Proposed Architecture

  • Add src/gateway/open-responses.schema.ts containing Zod schemas only (no gateway imports).
  • Add src/gateway/openresponses-http.ts (or open-responses-http.ts) for /v1/responses.
  • Keep src/gateway/openai-http.ts intact as a legacy compatibility adapter.
  • Add config gateway.http.endpoints.responses.enabled (default false).
  • Keep gateway.http.endpoints.chatCompletions.enabled independent; allow both endpoints to be toggled separately.
  • Emit a startup warning when Chat Completions is enabled to signal legacy status.

Deprecation Path for Chat Completions

  • Maintain strict module boundaries: no shared schema types between responses and chat completions.
  • Make Chat Completions opt-in by config so it can be disabled without code changes.
  • Update docs to label Chat Completions as legacy once /v1/responses is stable.
  • Optional future step: map Chat Completions requests to the Responses handler for a simpler removal path.

Phase 1 Support Subset

  • Accept input as string or ItemParam[] with message roles and function_call_output.
  • Extract system and developer messages into extraSystemPrompt.
  • Use the most recent user or function_call_output as the current message for agent runs.
  • Reject unsupported content parts (image/file) with invalid_request_error.
  • Return a single assistant message with output_text content.
  • Return usage with zeroed values until token accounting is wired.

Validation Strategy (No SDK)

  • Implement Zod schemas for the supported subset of:
    • CreateResponseBody
    • ItemParam + message content part unions
    • ResponseResource
    • Streaming event shapes used by the gateway
  • Keep schemas in a single, isolated module to avoid drift and allow future codegen.

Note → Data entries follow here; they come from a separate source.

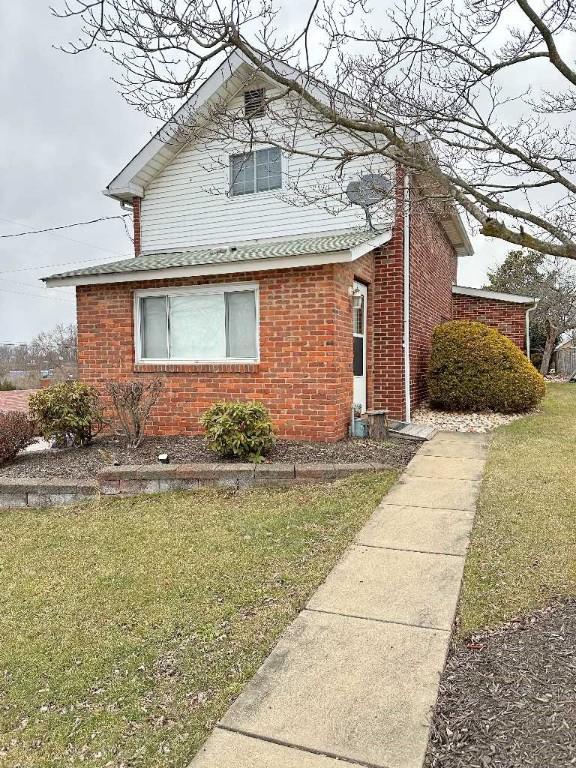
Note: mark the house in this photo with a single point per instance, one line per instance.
(236, 290)
(564, 358)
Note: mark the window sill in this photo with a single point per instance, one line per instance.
(251, 367)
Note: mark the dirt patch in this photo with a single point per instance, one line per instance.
(456, 421)
(508, 697)
(85, 462)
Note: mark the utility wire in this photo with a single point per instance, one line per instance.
(38, 295)
(71, 239)
(66, 226)
(58, 264)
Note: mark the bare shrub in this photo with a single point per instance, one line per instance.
(16, 432)
(132, 402)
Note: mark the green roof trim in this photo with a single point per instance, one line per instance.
(302, 246)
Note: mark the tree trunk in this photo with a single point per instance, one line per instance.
(551, 335)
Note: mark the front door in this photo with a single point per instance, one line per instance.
(359, 305)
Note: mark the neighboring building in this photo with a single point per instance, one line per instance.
(234, 292)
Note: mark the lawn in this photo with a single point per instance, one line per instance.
(523, 547)
(127, 626)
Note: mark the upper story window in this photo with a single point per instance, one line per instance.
(199, 324)
(257, 171)
(254, 103)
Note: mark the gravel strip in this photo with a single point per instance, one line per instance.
(454, 421)
(508, 697)
(85, 462)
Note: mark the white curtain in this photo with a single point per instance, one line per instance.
(197, 327)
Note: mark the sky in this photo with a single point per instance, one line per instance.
(65, 131)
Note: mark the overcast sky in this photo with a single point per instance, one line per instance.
(64, 133)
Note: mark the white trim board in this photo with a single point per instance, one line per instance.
(224, 268)
(461, 290)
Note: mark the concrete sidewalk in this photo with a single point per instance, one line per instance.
(354, 678)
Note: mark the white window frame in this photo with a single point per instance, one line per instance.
(283, 174)
(213, 288)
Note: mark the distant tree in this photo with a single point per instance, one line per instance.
(550, 280)
(57, 349)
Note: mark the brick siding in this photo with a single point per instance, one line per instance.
(508, 318)
(433, 267)
(305, 373)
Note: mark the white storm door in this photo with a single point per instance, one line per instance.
(359, 307)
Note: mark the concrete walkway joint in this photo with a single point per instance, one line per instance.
(354, 678)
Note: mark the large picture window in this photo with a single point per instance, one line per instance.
(258, 171)
(216, 323)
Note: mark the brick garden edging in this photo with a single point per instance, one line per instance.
(42, 492)
(155, 478)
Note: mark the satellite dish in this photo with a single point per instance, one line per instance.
(369, 190)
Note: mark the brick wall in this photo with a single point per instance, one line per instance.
(305, 373)
(387, 331)
(508, 318)
(433, 267)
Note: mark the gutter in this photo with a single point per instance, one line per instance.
(406, 297)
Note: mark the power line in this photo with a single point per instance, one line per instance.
(70, 239)
(57, 264)
(37, 295)
(65, 226)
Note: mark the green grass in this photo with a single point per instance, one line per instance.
(523, 548)
(127, 626)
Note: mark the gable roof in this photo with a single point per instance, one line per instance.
(281, 253)
(233, 74)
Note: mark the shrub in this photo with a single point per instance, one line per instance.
(16, 432)
(132, 402)
(474, 368)
(68, 413)
(239, 429)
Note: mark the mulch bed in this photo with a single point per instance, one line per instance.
(508, 697)
(85, 462)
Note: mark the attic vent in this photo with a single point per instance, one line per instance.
(254, 104)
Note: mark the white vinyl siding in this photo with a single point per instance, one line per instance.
(189, 204)
(200, 324)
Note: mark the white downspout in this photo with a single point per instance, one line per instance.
(406, 297)
(530, 309)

Streaming Implementation (Phase 1)

  • SSE lines with both event: and data:.
  • Required sequence (minimum viable):
    • response.created
    • response.output_item.added
    • response.content_part.added
    • response.output_text.delta (repeat as needed)
    • response.output_text.done
    • response.content_part.done
    • response.completed
    • [DONE]

Tests and Verification Plan

  • Add e2e coverage for /v1/responses:
    • Auth required
    • Non-stream response shape
    • Stream event ordering and [DONE]
    • Session routing with headers and user
  • Keep src/gateway/openai-http.e2e.test.ts unchanged.
  • Manual: curl to /v1/responses with stream: true and verify event ordering and terminal [DONE].

Doc Updates (Follow-up)

  • Add a new docs page for /v1/responses usage and examples.
  • Update /gateway/openai-http-api with a legacy note and pointer to /v1/responses.